Posted by  on Oct 25, 2010
 

Everything is bigger in Texas, they say - except, it seems, mortgage rates and home loan delinquencies. During the same time period in which more than one in ten Americans had fallen at least thirty days behind on their mortgages, only 8.8 percent of Texas homeowners faced the same challenge. Fewer than 1.5 percent of Texas mortgage holders were in serious delinquency by missing three or more payments.

While the difference between the state and national averages might not seem like much to the casual observer, it means a great deal to economists and mortgage brokers. Texas made its speedy recovery thanks to the energy, health care and high tech industries, especially in economic centers like Austin, Dallas and Houston. Stability in each of those economic sectors has helped sustain home ownership, especially as overall unemployment levels have declined over the past year.

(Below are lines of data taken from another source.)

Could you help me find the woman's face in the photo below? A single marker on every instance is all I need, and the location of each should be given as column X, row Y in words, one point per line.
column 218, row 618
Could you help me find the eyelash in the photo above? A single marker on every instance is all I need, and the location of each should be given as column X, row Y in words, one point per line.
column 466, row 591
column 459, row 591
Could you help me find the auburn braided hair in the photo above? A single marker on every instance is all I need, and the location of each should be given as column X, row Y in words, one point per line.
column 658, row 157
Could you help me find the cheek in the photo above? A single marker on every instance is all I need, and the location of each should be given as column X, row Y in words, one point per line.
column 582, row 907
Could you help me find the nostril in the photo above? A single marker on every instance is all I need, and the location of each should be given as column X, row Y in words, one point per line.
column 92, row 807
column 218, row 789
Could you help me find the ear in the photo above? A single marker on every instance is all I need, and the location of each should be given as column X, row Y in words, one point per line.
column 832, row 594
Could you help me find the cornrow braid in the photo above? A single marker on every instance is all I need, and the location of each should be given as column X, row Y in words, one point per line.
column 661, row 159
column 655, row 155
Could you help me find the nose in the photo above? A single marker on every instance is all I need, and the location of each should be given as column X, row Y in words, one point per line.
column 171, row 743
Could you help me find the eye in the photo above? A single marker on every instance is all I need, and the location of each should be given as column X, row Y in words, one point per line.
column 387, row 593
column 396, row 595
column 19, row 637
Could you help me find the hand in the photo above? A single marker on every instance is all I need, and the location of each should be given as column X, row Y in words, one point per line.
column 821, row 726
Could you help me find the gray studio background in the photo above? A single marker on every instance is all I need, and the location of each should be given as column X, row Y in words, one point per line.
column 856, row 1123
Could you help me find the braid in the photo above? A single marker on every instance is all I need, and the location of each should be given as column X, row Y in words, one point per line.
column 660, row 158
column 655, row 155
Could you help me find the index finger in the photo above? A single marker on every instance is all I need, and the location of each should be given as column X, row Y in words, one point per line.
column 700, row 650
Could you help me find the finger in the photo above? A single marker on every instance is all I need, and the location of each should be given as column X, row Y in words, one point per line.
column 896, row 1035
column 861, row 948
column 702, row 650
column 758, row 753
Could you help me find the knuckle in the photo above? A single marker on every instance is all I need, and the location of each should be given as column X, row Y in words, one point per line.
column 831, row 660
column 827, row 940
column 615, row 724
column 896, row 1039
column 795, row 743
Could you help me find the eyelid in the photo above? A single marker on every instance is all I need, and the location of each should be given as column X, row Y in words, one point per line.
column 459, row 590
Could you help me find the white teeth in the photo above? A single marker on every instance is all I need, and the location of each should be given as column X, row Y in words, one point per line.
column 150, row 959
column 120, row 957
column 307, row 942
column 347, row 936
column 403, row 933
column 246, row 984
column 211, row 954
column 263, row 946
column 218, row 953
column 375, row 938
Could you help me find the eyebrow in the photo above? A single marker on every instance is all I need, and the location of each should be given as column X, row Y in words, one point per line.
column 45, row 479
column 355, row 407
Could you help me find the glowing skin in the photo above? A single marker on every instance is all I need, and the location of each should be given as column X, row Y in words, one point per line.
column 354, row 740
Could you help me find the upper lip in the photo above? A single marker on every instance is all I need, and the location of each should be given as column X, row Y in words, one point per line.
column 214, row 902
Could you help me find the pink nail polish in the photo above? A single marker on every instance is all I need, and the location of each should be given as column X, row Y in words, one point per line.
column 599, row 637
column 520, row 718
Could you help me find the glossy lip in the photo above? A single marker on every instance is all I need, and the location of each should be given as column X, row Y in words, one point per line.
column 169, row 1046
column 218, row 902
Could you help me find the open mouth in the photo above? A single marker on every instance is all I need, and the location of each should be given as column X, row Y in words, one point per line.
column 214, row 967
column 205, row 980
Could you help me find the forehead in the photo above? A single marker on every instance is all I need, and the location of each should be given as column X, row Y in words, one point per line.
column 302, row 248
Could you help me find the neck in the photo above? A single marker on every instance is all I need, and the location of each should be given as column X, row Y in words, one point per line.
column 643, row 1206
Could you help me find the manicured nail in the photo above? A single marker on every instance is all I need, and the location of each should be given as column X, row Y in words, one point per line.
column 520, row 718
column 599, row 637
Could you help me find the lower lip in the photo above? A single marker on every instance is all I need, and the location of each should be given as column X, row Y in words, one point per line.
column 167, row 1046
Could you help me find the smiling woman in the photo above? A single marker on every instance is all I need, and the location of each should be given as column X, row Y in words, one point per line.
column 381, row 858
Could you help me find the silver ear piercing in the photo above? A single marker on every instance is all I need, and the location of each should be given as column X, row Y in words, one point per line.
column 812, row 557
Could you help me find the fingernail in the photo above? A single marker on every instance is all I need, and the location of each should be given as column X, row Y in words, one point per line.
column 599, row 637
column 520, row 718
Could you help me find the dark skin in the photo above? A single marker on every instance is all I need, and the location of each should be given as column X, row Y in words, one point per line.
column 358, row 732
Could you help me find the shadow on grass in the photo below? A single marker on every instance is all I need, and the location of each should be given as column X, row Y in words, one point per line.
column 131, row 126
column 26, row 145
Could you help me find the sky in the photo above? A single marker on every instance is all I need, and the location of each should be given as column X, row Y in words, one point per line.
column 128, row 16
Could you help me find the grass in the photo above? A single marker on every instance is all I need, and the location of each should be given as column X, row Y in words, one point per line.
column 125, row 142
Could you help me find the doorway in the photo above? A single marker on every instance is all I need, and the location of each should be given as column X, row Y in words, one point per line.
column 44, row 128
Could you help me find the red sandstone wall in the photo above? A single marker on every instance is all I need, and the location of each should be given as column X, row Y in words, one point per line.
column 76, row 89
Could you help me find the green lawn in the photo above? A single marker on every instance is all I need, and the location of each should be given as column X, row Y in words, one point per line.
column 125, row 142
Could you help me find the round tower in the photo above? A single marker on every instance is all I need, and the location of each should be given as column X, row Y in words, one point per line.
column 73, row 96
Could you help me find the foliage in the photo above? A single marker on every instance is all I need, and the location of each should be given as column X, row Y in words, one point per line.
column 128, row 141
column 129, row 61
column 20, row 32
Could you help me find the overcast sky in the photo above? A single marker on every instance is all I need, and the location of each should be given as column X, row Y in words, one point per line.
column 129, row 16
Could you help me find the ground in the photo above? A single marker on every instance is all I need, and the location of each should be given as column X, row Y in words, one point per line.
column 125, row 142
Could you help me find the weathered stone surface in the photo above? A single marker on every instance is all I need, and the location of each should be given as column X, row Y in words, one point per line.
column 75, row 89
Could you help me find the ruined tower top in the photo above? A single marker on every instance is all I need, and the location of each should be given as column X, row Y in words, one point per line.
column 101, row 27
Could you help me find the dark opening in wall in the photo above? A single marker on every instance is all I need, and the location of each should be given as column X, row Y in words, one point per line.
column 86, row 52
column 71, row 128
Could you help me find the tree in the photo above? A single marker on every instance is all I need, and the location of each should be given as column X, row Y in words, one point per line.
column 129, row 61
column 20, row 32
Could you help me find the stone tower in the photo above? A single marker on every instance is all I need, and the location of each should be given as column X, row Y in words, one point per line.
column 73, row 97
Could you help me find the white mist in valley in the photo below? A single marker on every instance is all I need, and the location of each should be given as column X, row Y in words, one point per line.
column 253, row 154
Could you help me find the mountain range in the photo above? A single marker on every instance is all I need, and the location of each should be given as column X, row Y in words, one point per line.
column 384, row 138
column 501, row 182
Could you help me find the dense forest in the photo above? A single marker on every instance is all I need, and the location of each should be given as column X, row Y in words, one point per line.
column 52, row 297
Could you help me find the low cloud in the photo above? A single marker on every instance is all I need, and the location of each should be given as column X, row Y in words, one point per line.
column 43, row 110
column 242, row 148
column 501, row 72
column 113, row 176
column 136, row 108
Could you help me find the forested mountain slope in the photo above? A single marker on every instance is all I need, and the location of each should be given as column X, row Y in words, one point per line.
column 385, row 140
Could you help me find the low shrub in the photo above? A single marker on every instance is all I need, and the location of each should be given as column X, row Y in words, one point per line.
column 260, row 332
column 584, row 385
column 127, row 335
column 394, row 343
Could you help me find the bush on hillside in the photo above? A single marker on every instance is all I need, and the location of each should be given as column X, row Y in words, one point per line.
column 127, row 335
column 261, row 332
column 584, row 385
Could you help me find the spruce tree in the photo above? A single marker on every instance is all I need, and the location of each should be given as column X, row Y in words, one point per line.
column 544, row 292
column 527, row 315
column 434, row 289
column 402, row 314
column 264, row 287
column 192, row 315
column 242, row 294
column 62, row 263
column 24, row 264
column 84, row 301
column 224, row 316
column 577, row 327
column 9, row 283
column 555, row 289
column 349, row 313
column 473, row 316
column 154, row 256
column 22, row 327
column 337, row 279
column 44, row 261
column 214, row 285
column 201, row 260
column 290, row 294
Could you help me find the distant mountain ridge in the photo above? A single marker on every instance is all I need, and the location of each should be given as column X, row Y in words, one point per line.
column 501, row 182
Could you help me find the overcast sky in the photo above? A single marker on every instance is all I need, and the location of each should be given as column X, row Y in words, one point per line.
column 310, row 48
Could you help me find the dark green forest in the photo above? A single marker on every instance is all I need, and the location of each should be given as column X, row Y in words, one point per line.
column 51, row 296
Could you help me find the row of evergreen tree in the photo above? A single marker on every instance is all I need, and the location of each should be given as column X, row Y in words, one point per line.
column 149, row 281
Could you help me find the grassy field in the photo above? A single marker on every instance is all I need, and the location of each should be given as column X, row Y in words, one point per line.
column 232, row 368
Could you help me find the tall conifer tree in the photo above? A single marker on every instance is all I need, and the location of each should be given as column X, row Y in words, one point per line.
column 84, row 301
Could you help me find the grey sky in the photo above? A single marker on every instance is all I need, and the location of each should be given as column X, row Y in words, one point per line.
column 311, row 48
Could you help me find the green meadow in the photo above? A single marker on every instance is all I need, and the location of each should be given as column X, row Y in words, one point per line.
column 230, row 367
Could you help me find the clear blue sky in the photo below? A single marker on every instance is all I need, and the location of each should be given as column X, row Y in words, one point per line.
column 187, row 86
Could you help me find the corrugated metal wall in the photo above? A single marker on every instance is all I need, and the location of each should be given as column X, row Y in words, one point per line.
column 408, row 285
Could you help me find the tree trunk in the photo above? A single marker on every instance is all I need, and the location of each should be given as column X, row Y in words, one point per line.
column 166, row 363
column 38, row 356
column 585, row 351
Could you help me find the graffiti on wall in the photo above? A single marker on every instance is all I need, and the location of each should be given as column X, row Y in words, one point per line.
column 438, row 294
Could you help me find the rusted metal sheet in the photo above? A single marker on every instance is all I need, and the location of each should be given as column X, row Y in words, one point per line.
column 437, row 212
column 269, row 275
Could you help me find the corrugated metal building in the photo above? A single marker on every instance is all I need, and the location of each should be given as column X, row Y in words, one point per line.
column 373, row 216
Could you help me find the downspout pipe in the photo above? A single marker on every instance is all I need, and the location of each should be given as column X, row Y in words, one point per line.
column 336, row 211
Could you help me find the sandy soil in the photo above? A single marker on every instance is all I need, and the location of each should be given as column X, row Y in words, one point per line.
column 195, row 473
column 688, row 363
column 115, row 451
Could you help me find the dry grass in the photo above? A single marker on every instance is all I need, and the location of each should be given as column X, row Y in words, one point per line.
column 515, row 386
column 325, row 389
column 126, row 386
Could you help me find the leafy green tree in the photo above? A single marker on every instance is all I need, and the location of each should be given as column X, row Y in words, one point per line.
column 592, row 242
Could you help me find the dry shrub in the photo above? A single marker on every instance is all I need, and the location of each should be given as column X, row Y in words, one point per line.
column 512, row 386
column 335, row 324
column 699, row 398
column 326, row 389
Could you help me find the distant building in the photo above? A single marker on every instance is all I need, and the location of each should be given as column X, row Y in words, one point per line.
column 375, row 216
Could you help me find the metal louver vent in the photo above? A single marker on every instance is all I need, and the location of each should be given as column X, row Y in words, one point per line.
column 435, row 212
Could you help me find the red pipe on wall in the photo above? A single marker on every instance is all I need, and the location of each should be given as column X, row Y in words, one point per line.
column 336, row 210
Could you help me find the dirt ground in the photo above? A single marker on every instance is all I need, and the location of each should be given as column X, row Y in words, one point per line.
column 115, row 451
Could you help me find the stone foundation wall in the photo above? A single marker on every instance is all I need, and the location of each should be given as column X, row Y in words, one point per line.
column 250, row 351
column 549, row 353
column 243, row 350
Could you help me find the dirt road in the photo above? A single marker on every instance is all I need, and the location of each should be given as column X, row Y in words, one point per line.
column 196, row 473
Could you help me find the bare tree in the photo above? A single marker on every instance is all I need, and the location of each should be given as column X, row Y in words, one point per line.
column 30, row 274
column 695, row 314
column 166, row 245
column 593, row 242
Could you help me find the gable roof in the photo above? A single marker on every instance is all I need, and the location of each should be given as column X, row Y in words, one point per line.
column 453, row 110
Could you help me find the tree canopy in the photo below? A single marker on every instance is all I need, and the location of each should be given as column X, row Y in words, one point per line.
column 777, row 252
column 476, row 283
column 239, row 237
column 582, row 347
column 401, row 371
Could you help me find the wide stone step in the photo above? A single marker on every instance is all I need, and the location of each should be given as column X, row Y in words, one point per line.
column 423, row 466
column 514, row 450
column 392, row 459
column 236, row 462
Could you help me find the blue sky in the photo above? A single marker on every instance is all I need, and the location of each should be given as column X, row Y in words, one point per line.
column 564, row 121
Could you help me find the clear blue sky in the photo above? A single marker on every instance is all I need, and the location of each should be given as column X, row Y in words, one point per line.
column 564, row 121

Mortgage rates in Texas reward smart borrowers

Lenders have rewarded Texas residents with some of the lowest mortgage rates in the nation. A May 2010 scan of online mortgage broker rates showed some 15-year fixed rate home loans at 3.75 percent or less. Thirty-year mortgage rates hovered comparably lower than national averages, often at around 4.50 percent. Texas residents ready to make long term commitments can lock down some of the lowest mortgage rates in the country, with origination fees as low as three-quarters of a point.

However, as in other parts of the country, borrowers with upside-down home loans have found it challenging to take advantage of record low refinancing rates. Texas mortgage lenders have been signing up new home loan customers at pre-recession rates, but as many as one-third of homeowners here may have to wait for further recovery to restore enough home equity to make a refinance deal possible.

Under the cautious new rules of a rebounding real estate market, borrowers still need to bring equity to the closing table for lenders to make good deals. The days of 125-percent jumbo loans are long gone, forcing many prospective homeowners to scrape up cash for closing the old-fashioned way: saving money. Texas' prosperous employers and 401(k) loans have helped some to meet equity requirements. In many cases, though, the short term pressure to gather cash for a down payment can lead to long term savings that will last for a generation.